We are running a KVM node which is crashing irregularly showing a very strange behaviour. The interesting thing is that we already had this problem with another node which crashed every 1-2 weeks. As we could not find a hardware issue, we began to migrate the VMs to a new node. About one week after we had migrated 50% of the VMs, the new node crashed while the "old" one is running fine since then (uptime 3 weeks, we have not seen such a great uptime for months).
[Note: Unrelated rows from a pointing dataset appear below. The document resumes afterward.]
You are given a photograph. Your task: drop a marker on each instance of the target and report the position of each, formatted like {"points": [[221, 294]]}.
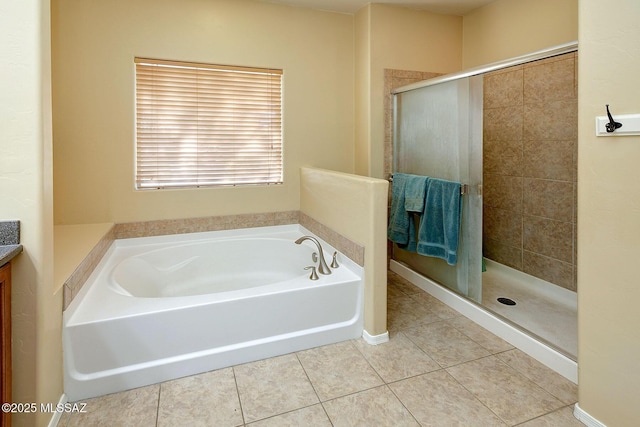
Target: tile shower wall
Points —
{"points": [[530, 168]]}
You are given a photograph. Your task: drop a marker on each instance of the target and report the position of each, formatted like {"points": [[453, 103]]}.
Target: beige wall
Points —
{"points": [[398, 38], [508, 28], [26, 194], [94, 44], [609, 215], [355, 207]]}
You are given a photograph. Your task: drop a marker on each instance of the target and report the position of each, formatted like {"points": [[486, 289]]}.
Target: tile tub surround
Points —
{"points": [[194, 225], [9, 233], [9, 241], [530, 168], [399, 383]]}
When a node crashes, we sometimes see these strange things on the Supermicro IPMI:
We also saw:
- "No signal" like the server has been powered off (of course it was not, and it was also never shown as powered off on the IPMI main page)
- The normal login screen or other normal output from the server, but freezed
What we never saw was a kernel panic or at least some messages in the logs before the crash, there is complete silence until suddenly the lights go out.
As the problem "moved" from one server to another (a brand-new machine), there are only a few options left in my opinion:
- A specific VM is causing the issue
- Kernel bug
- Hardware issue regarding our setup
More information about the machines:
- CentOS 7 with latest kernel (3.10.0-514.2.2.el7.x86_64)
- Supermicro Case with redundant power supplies
- Supermicro X10DRi / X10DRWi with latest BIOS version
- Intel Xeon E5-2630 v3 / v4
- 512 GB DDR4 ECC RAM (Samsung Server RAM)
- 145 VMs running (RAM and CPU far away from being saturated, also thanks to KSM)
- Software RAID-10 with 8 / 16 SSDs
Has anyone seen this behaviour or can say something about the strange "messages" on the console? I have never seen something like this and even do not know how I should describe this for a Google search. At the moment we have no very good idea what should be done next as it could be everything.
Thanks in advance!